Deep Learning Applications
Real-world deep learning apps are a part of our daily lives, but in many cases, they are so well integrated with products and services that users are not able to comprehend the complex data processing that takes place in the background. Some of these examples include the following:
How does Conversation AI Work?
AI dialogue engages in contextual dialogue using natural language processing and other related algorithms. As one develops a larger user input chorus, your AI gets better at detecting patterns and making predictions. Conversational Al works with customers on four broad steps we will explore to get a better feel for this technology:
Voice/Text Recognition. Here, the user provides input either by voice or text.
Input analysis. If the input is based on the text, the original language (Natural-language understanding) is used to extract the meaning from the given words. If the input is based on speech, the automatic ASR speech recognition is first used to distinguish audio into unmodified language tokens.
Here, native language production is used to create an answer to user’s questions.
Here user inputs are analyzed to refine responses overtime to ensure that their responses are correct and accurate.
Types of Algorithms Used in Deep Learning
- Convolutional Neural Networks (CNNs)
- Long Short Term Memory Networks (LSTMs)
- Recurrent Neural Networks (RNNs)
- Generative Adversarial Networks (GANs)
- Radial Basis Function Networks (RBFNs)
- Multilayer Perceptrons (MLPs)
- Self Organizing Maps (SOMs)
- Deep Belief Networks (DBNs)
- Restricted Boltzmann Machines( RBMs)
Why Mobiloitte for your Deep Learning Solutions?

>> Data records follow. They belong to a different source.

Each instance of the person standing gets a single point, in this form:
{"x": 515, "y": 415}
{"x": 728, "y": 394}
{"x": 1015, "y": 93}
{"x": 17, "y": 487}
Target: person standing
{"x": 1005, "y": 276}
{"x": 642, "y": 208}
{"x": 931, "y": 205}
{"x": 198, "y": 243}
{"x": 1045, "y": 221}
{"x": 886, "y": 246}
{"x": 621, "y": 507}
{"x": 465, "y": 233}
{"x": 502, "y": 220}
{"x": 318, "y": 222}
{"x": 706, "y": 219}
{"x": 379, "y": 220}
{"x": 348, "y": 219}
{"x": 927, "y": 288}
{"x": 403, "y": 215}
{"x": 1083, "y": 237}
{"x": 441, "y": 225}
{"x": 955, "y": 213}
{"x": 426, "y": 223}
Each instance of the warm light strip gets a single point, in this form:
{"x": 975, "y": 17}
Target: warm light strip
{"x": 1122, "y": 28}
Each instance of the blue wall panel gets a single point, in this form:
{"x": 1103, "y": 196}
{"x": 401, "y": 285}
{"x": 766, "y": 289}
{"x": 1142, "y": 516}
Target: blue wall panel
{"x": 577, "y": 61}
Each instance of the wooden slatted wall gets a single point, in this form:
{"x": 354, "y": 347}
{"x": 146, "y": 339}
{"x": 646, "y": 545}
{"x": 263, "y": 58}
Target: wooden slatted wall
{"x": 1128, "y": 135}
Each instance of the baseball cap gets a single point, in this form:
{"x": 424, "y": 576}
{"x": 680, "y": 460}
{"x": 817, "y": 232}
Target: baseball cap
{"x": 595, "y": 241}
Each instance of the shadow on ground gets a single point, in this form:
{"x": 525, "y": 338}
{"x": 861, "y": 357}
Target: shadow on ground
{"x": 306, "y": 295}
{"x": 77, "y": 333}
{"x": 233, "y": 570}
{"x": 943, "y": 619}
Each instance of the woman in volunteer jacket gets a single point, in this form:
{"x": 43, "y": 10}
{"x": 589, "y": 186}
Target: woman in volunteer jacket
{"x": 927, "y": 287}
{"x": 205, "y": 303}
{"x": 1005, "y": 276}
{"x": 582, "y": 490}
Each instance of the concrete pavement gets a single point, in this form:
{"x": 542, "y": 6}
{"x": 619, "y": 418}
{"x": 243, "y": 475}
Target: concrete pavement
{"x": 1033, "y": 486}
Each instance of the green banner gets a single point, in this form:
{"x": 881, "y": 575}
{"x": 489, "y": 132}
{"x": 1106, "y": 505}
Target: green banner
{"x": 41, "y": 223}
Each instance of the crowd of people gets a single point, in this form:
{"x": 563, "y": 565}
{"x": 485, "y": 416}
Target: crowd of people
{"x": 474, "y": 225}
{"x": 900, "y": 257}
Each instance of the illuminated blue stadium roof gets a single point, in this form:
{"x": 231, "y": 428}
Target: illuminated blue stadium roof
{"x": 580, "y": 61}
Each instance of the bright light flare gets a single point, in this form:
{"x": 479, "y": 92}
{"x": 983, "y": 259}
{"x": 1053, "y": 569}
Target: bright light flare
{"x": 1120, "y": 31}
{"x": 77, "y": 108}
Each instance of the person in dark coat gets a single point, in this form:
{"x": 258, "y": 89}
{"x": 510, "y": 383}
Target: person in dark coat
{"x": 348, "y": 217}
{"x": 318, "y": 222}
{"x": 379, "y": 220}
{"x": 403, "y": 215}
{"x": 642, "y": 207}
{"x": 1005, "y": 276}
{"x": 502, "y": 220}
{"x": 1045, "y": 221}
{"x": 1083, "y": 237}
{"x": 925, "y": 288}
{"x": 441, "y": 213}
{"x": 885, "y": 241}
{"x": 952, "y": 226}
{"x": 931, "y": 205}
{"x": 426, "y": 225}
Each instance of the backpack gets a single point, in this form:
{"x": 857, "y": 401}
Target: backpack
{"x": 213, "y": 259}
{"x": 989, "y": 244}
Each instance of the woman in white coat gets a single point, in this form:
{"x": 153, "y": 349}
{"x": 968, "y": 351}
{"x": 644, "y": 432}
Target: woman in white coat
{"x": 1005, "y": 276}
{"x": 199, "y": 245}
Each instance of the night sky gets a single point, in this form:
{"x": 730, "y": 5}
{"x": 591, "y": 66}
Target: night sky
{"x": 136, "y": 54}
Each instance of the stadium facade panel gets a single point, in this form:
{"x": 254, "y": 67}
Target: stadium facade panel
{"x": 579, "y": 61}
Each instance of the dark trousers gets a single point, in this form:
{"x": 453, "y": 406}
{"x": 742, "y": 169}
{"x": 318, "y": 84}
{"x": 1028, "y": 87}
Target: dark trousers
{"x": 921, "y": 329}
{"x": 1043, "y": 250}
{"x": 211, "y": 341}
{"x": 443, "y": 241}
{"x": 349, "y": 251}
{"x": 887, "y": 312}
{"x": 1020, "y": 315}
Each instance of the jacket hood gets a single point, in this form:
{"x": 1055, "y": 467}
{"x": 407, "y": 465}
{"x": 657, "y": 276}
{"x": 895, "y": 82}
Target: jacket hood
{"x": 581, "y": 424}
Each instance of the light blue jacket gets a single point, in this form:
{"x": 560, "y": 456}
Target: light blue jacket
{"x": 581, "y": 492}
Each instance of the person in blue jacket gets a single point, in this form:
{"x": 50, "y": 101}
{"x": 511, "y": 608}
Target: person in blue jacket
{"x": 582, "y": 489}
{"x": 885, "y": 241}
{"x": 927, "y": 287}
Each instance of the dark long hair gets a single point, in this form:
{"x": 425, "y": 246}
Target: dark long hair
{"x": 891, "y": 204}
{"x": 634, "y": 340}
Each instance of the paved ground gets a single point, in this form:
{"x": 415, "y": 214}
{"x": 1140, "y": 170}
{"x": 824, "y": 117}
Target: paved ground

From machine learning to data analysis and neural networks, our technology covers every aspect of your development needs.
We use our state-of-the-art technology to create affordable solutions that can provide great support for business growth.
The Complete Solution
Where other organizations lack the skills or infrastructure to provide a complete solution, our product development services ultimately satisfy your needs from design to development, testing and marketing, all under one roof.
Most Effective Solutions
With industry-leading results and state-of-the-art service, Mobiloitte Technologies is developing highly efficient solutions that are built to last.